“Everyone has struggles”, says Jessan Macatangay, the newly graduated BA Fashion Design with Marketing student from Central Saint Martins, “so I think the best thing is to find beauty and power in it”.
This is the story the 27 year old designer, from Batangas in the Philippines, set out to tell with his 5-strong graduate collection presented in June. Crafted from Lycra and jersey, with bold structures built using found wood and metals, each succeeding design indicates the depletion of a problem. “I used a chair to represent it”, he says. “If you think of the concept of a chair, it’s not a struggle to rest and sit, but put it in a different position on your body and it becomes heavy and painful”.
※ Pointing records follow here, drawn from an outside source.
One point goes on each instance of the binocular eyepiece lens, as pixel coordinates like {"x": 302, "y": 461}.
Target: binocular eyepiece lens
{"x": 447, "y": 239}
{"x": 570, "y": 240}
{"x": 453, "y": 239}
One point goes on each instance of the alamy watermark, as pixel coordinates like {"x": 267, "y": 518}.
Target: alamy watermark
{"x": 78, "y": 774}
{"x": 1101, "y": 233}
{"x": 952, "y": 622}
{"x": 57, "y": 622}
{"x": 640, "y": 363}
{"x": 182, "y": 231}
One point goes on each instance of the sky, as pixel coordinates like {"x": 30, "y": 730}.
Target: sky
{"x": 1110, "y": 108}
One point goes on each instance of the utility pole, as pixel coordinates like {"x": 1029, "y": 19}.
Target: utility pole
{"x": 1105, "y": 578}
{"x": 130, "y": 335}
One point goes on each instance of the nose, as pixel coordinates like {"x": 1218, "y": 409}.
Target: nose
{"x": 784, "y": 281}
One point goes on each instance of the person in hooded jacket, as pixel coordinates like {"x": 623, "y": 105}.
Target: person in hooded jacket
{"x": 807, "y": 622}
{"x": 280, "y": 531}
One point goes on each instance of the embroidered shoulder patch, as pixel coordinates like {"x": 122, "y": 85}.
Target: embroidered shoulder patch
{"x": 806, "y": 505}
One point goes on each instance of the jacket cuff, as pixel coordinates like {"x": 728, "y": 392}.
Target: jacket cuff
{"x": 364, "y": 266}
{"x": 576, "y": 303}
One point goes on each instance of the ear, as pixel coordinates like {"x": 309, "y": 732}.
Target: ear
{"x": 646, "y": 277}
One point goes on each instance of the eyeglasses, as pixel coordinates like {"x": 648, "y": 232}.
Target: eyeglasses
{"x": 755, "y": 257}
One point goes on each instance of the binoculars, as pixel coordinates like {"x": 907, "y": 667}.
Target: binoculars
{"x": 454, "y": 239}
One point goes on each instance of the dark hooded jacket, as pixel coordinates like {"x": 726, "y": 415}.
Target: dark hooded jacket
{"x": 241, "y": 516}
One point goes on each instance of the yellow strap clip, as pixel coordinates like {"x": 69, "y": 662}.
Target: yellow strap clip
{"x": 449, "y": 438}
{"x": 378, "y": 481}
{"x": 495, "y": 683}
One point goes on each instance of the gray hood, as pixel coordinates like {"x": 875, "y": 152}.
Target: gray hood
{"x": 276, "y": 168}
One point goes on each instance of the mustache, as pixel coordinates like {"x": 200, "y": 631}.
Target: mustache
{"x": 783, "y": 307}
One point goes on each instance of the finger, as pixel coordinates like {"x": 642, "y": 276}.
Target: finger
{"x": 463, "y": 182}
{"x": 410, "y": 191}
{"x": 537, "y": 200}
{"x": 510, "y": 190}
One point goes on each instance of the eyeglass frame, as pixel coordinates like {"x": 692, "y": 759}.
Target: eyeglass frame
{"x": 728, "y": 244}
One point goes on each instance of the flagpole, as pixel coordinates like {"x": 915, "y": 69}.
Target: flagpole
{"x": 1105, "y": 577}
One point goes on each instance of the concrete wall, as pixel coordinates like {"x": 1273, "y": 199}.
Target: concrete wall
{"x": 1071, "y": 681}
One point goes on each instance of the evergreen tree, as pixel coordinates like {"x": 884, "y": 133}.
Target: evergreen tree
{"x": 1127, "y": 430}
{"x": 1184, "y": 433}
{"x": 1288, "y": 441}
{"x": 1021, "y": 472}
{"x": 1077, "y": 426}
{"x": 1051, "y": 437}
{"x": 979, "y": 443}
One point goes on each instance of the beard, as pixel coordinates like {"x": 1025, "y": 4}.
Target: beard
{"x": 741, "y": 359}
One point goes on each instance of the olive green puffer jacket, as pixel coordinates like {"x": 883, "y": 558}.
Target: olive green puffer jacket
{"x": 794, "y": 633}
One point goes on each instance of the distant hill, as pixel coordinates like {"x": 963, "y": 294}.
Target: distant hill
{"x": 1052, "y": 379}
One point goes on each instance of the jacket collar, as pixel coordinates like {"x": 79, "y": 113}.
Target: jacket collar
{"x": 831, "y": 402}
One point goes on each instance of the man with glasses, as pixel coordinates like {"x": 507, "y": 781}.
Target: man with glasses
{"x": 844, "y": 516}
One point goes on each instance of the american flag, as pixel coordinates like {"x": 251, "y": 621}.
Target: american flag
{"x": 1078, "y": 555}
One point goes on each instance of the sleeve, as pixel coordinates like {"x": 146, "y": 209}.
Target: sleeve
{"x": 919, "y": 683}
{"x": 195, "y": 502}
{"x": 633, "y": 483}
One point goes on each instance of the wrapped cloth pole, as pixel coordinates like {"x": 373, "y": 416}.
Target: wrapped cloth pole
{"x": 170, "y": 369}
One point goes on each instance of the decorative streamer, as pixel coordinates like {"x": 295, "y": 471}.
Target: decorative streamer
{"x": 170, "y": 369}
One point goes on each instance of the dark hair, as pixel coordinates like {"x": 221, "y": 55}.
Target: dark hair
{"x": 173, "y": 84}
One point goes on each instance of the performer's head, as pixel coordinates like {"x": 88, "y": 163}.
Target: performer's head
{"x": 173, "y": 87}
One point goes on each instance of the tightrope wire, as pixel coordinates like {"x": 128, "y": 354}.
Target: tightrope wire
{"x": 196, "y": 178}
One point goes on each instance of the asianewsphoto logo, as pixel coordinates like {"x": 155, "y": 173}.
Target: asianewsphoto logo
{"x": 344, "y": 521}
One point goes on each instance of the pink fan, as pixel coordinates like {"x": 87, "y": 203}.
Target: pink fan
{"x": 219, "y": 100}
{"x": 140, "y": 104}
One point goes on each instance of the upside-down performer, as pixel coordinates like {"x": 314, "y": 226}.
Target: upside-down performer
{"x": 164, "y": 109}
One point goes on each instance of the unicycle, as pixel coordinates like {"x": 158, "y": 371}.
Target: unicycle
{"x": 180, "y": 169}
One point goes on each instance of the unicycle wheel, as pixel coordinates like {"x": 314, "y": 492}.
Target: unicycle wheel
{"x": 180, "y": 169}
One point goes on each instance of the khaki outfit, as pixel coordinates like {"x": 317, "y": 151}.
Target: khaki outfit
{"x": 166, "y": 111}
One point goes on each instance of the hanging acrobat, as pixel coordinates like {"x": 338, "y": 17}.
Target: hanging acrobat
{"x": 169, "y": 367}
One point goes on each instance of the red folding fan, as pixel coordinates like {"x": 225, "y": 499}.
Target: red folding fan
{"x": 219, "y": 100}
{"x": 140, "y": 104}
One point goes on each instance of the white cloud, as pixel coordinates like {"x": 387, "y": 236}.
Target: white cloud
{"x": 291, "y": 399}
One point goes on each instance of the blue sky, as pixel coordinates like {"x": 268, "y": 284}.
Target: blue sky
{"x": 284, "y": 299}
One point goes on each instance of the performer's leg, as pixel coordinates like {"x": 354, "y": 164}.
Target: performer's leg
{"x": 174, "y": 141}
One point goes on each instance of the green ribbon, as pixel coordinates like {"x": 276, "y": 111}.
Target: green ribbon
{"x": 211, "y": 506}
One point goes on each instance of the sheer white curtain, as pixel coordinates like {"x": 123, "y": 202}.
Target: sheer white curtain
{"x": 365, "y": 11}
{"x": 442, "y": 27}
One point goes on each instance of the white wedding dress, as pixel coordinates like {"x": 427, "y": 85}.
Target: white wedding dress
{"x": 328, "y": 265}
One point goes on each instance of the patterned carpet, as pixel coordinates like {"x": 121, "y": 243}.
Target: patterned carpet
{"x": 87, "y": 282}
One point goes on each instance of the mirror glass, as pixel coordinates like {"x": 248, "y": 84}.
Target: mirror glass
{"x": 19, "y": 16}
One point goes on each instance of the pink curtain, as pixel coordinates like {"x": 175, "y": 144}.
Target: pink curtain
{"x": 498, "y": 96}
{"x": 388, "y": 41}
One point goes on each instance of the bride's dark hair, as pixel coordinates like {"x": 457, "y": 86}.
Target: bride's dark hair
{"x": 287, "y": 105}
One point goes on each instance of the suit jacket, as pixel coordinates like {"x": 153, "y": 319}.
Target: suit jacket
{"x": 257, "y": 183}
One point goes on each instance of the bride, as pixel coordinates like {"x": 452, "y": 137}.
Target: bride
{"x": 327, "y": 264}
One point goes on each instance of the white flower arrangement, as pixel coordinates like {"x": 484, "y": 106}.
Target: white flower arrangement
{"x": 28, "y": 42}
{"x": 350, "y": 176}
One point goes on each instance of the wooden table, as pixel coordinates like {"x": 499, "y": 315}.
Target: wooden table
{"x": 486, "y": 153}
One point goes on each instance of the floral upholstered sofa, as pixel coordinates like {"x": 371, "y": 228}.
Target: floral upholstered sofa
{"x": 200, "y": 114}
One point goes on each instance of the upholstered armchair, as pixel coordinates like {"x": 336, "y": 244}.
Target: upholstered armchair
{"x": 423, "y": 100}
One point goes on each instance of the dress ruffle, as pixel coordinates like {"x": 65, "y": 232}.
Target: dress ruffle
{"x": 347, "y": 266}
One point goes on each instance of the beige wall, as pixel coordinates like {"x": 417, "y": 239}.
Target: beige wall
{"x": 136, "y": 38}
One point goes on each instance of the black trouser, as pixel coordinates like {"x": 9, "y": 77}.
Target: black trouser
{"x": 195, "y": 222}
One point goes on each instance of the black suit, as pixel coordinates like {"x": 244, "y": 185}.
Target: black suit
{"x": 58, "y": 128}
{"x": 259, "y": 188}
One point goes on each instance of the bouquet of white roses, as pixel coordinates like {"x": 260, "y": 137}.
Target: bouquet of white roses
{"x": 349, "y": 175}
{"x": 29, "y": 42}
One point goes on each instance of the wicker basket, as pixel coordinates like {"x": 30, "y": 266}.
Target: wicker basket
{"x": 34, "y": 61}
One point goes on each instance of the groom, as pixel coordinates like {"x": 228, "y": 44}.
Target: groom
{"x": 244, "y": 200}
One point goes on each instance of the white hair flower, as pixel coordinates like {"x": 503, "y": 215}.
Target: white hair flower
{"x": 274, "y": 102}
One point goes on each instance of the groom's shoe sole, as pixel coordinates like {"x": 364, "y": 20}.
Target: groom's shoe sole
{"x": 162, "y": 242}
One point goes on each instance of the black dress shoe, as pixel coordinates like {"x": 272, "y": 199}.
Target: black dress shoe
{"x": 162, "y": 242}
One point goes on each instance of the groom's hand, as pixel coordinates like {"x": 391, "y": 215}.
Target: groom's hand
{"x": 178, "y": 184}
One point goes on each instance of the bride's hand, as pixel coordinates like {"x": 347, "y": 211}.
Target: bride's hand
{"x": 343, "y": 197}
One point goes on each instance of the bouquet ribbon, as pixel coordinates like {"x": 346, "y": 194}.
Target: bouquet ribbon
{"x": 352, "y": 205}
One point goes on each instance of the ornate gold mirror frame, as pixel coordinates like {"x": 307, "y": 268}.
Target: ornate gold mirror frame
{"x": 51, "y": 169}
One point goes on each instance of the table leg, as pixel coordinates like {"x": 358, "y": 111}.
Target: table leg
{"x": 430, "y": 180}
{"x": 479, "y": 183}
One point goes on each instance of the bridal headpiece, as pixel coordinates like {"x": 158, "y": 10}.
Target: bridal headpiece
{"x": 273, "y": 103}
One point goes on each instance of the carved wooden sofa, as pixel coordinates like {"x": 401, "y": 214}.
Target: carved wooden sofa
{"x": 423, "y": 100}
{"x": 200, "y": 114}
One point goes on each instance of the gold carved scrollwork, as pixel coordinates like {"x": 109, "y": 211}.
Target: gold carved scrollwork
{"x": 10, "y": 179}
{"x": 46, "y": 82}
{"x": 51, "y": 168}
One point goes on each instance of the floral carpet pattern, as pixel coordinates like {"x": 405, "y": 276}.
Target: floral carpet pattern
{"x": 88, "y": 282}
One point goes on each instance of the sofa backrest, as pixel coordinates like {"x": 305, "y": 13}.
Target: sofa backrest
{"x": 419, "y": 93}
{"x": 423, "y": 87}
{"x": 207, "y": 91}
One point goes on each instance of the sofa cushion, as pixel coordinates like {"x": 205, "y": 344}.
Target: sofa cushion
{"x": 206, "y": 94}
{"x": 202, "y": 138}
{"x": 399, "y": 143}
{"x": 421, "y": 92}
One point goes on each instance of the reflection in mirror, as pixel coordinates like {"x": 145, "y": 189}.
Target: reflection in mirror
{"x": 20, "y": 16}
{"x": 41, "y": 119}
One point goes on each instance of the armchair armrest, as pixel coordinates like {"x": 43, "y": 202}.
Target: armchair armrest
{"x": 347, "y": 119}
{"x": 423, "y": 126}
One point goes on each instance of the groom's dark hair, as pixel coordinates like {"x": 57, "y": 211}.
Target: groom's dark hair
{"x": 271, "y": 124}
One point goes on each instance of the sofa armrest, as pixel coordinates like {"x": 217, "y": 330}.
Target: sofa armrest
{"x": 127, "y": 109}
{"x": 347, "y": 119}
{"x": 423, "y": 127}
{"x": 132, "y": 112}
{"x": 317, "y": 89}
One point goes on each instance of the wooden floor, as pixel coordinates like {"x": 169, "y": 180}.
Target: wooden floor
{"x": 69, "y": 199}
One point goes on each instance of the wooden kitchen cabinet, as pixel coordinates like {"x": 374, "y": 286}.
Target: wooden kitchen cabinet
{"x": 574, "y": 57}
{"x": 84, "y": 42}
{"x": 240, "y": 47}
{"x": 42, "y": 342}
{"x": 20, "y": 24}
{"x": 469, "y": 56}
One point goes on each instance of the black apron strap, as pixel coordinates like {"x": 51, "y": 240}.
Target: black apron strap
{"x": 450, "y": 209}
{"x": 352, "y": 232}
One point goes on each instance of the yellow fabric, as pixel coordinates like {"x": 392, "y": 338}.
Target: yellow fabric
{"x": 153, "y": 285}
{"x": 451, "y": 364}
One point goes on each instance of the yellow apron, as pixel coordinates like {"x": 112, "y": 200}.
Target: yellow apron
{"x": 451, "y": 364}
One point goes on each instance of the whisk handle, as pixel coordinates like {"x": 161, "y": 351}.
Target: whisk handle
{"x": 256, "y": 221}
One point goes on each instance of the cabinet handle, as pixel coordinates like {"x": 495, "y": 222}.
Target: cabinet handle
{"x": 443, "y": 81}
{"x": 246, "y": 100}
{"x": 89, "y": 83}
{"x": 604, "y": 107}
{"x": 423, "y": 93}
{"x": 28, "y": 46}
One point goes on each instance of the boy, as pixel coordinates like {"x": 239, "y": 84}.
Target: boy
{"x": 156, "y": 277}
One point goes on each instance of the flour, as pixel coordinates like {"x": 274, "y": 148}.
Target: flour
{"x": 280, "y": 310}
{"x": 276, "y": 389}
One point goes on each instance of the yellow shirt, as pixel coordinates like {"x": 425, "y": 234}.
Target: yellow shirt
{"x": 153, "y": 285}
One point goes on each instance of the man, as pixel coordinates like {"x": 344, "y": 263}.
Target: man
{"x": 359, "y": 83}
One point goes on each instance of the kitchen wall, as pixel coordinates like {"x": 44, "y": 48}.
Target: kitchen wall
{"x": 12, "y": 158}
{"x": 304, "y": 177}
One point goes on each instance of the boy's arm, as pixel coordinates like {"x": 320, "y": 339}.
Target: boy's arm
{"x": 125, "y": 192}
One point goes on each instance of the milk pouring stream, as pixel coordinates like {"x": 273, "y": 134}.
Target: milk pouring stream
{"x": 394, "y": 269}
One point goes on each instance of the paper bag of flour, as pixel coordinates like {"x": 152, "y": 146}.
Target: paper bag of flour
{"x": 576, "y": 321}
The first design consumes it’s model with a heavy bulk of pleating, in deep teal with a swash of grey, as it’s protruding structure jaunts in three directions. Moving through and the outer-space silhouettes condense to restrained tailoring and sharp, wide-legged trousers. “At the very end the struggles are no longer visible, but are still within you”, says Macatangay of the small blocks appliquéd to the last designs. “The little squares of wood that make you stronger and more beautiful”. Remnants of what has come before.
It takes, he explains, cues from Dutch artist Melanie Bonajo, who piles furniture on models to reflect the burdens of women, and the Australian Erwin Wurm’s one minute sculptures – “where he puts chairs on the body, then cuts and deconstructs them”. Having developed the idea, his fitting model – who has been the same since first year – started to quarantine with him, beginning the experimentation period. “She tried on the chair and we found every opening she could fit through”, he says.
Ensuring a visual attractiveness, even with the rigid, architectural structures, was key. For the fabric’s print he looked to the vivid work of fellow Filipino artist, Benedicto Cabrera, which he developed at the London based Richard Quinn Studio and Contrado. With it, Macatangay used the Madame Grès draping technique, imbuing the French couturier’s fluid effect into his designs.
The journey was not easy, as coronavirus struck and any original plans were scrapped and re-considered. Ironically, it is the very message his collection set out to tell; “the pandemic is a struggle but you just have to face it”. Really, though, failure was no option. “I already have a degree”, Macatangay says, explaining he is a licenced nurse back in the Philippines. “But I had to change to pursue my passion. I’ve already quit something so big, so for me – this is it”.